The Significant Creativity Confidence Gap in Singaporean Students

By Ravi Philemon

Image Credit: Red Dot United

The latest PISA study shows that our 15-year-olds have a statistically significant difference with the OECD average when it comes to confidence in being creative.

The skills learned in maths, reading, and science are closely connected, so it’s no surprise that Singapore students topped the charts in PISA’s latest creativity rankings. Congratulations to our students and teachers! Our schools excel at helping students practise and apply maths and science knowledge, and understand what they read. This combination helps them develop strong creative thinking skills, as these abilities support and enhance each other.

In response to the PISA results, our Ministry of Education, Singapore (MOE) said the PISA results over the past 20 years debunk the notion that Singapore students are merely rote learners who cannot apply their knowledge. The MOE reasoned that a rote learner would not be able to perform in the PISA main instruments so strongly cycle after cycle. It emphasised that Singapore students excel in applying their knowledge, disproving the stereotype of rote learning.
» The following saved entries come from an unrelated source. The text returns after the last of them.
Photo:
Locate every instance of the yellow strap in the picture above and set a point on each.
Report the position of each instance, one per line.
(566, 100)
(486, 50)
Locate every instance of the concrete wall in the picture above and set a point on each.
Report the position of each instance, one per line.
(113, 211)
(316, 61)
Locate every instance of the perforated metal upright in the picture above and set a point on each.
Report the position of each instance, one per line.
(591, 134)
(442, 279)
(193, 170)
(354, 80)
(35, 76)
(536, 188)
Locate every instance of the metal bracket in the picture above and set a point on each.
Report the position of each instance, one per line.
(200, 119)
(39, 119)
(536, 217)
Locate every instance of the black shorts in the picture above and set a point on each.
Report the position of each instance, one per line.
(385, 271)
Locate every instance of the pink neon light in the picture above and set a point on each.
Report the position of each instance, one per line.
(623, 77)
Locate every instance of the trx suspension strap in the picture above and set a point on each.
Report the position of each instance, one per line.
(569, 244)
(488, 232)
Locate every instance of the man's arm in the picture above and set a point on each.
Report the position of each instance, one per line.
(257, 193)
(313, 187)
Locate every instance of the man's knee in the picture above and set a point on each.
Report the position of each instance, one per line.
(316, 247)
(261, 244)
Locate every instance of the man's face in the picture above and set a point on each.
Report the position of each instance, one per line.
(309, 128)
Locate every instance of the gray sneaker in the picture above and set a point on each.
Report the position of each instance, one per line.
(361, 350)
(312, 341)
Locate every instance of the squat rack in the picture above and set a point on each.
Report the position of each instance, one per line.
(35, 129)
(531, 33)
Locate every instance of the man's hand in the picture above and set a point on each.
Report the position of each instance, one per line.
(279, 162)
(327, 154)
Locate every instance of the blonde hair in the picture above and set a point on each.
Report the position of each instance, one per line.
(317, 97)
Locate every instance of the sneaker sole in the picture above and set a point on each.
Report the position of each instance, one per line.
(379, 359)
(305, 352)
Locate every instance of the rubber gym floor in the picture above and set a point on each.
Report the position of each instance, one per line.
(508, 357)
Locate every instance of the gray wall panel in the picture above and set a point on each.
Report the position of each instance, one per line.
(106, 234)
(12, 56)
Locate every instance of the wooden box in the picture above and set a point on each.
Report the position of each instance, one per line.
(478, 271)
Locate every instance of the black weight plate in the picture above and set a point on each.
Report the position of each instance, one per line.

However, it is a fact that rote learning supports creative thinking by providing foundational knowledge and strengthening memory pathways, making it easier to access and use information creatively later on. Research shows that this method helps students build a repository of facts that can be creatively applied and connected in complex problem-solving and innovative tasks. Therefore, this result does not necessarily debunk the notion that Singapore students are rote learners. In fact, it may accentuate them.

What I find most disturbing from the study is that despite performing well in the test, 15-year-olds in Singapore did not think of themselves as creative. Just 64 percent of them said they were confident or very confident of being creative, compared with the OECD average of 73 percent. That is a statistically significant difference between the proportion in Singapore and the OECD average.

Our very young people seem to have a self-perception issue. This could prevent Singapore from producing our own global icons like Taylor Swift, Marques Brownlee, or Devin Halbal. If students lack confidence in their creative abilities, they may be less likely to pursue and excel in creative fields, stifling innovation and cultural development. It's crucial to boost their confidence to nurture future innovators and leaders.

Towards this, we may have to incorporate confidence-building into the school curriculum as it is crucial for enhancing students' academic performance, mental health, and social skills. Research shows that Social and Emotional Learning programmes not only significantly improve grades, but they also reduce symptoms of depression and anxiety, and help students develop resilience and leadership abilities. Schools can foster confidence by focusing on students' strengths, providing positive feedback, and offering leadership opportunities. A more holistic approach not only boosts academic success but also prepares students for future challenges.